The World Health Organization on Friday classified the new B.1.1.529 coronavirus variant as a ‘variant of concern’ and gave it the name omicron.
The WHO held an urgent meeting in Geneva over the risks posed by the omicron variant, first discovered in South Africa.
It said the omicron variant appears to come with an increased risk of reinfection and likely has a growth advantage over other variants.
It asked countries to increase surveillance and sequencing efforts and to report findings.
The working committee called on people to stay vigilant against the virus.
“This variant has a large number of mutations, some of which are concerning,” it said.
Widely used PCR tests still appear to be able to detect omicron, meaning current diagnostics should work.
The variant has caused stock markets to plummet and led to a suspension of flights from southern African countries.
However, WHO spokesperson Christian Lindmeier urged countries against quickly imposing travel restrictions, saying officials should take a “risk-based and scientific approach.”
“At this point, implementing travel measures is being cautioned against,” Lindmeier said.
Concerns that this variant will ‘evade’ vaccines
Ahead of the meeting, the WHO’s Special Envoy on COVID-19, David Nabarro, told the BBC that, in his view, “it is appropriate to be concerned” about the new variant spreading in southern Africa.
“I’ll tell you why — the virus looks like it will have greater capacity to evade the defenses that we’ve all built up as a result of the vaccinations we’ve received since the beginning of this year.”
What do we know about the variant?
South Africa’s National Institute for Communicable Diseases (NICD) confirmed that there had been 22 confirmed cases of the omicron variant.
Fewer than 100 full genome sequences of the variant are so far available according to the WHO’s COVID-19 technical lead, Maria Kerkhove.
She said it would take a few weeks to determine whether it should be identified as a “variant of interest” or a “variant of concern.”
“Everybody that’s out there needs to understand that the more this virus circulates, the more opportunities the virus has to change, the more mutations we will see,” Kerkhove said.
Currently only 6.6% of people on the African continent have been fully vaccinated.

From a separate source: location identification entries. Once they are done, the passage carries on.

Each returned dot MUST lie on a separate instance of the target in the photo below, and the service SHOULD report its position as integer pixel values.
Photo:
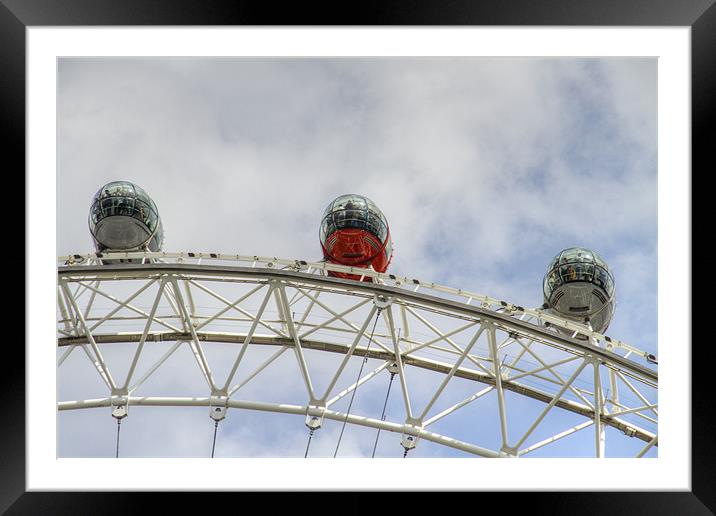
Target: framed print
(274, 106)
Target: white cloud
(485, 168)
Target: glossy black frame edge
(700, 15)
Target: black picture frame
(700, 15)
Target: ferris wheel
(390, 363)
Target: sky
(485, 169)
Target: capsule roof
(578, 264)
(353, 211)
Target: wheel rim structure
(452, 351)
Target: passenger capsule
(579, 286)
(354, 232)
(124, 218)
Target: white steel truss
(425, 331)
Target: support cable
(119, 423)
(310, 436)
(365, 360)
(213, 444)
(382, 416)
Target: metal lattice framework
(251, 302)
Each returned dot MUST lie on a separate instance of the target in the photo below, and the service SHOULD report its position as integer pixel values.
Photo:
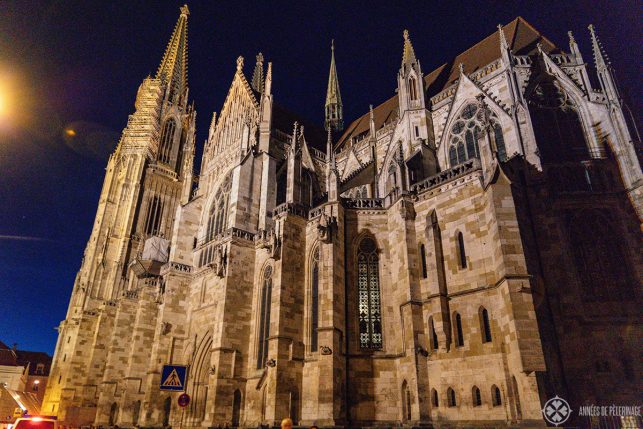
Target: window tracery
(370, 314)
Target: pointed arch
(433, 336)
(369, 299)
(451, 398)
(166, 143)
(264, 316)
(406, 402)
(236, 408)
(485, 326)
(476, 398)
(496, 396)
(315, 261)
(461, 251)
(457, 330)
(434, 398)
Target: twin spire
(173, 70)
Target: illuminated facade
(441, 260)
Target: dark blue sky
(79, 63)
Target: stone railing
(446, 176)
(564, 59)
(176, 267)
(522, 60)
(316, 153)
(317, 211)
(130, 294)
(363, 203)
(387, 128)
(489, 68)
(289, 208)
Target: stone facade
(427, 268)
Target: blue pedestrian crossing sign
(173, 378)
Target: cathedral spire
(334, 115)
(257, 76)
(173, 70)
(604, 69)
(408, 56)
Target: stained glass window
(467, 131)
(264, 317)
(314, 301)
(370, 314)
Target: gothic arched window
(496, 397)
(557, 125)
(451, 397)
(485, 326)
(433, 335)
(264, 317)
(167, 138)
(370, 312)
(423, 260)
(154, 216)
(459, 336)
(218, 216)
(413, 89)
(467, 130)
(462, 255)
(314, 300)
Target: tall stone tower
(147, 177)
(334, 108)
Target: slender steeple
(334, 114)
(257, 76)
(173, 70)
(604, 69)
(408, 56)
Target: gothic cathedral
(456, 256)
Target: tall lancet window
(218, 216)
(413, 89)
(368, 283)
(167, 138)
(314, 300)
(264, 317)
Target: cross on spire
(173, 69)
(334, 107)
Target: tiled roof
(523, 39)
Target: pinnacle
(408, 55)
(173, 69)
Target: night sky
(77, 65)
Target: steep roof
(523, 39)
(34, 358)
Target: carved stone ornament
(326, 227)
(220, 261)
(325, 350)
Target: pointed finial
(503, 39)
(173, 70)
(599, 53)
(257, 75)
(334, 116)
(408, 55)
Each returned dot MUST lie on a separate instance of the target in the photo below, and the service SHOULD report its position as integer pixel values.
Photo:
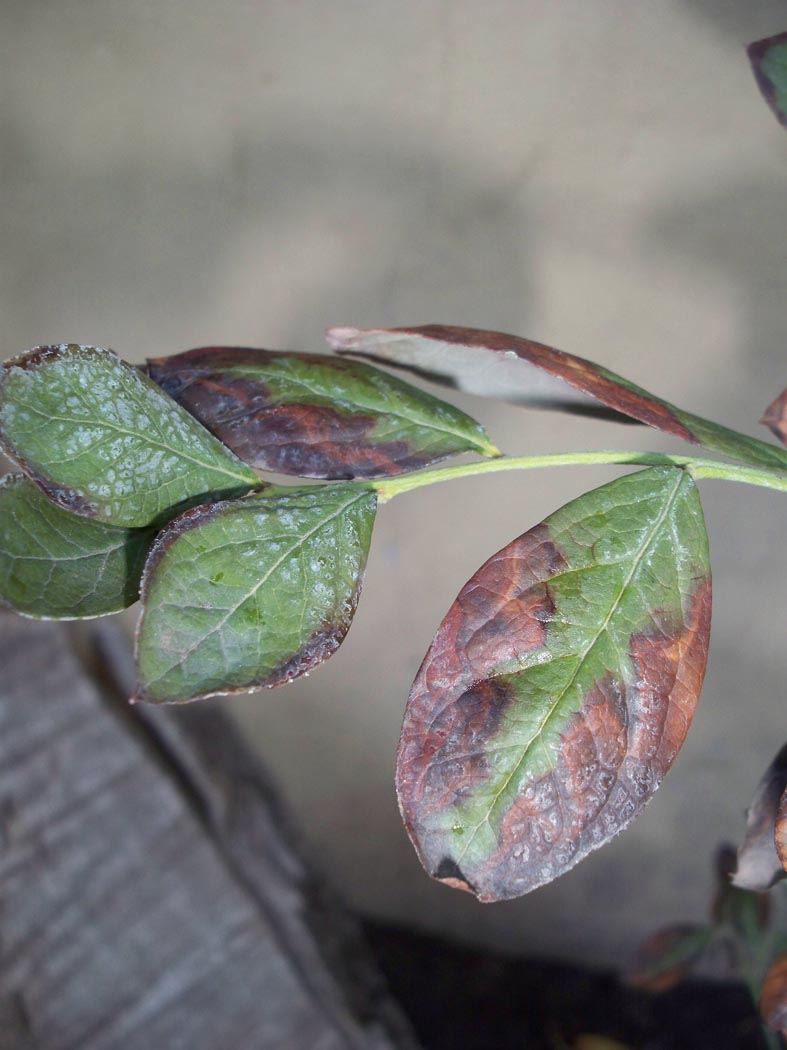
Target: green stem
(389, 487)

However, fears are also growing in areas with much higher vaccination rate.
How is travel impacted?
Countries across the globe are reacting to the new variant by shutting down travel from southern Africa.
Germany, the UK, Israel and Italy are among a number of countries who have suspended travel to the region, but South Africa believes they have acted too hastily.
Nevertheless, South African President Cyril Ramaphosa will convene the National Coronavirus Command Council on Sunday, a government statement said.
Decisions taken by the council shape the government’s stance on the pandemic.
In September, South Africa began easing lockdown restrictions, despite low vaccination rates.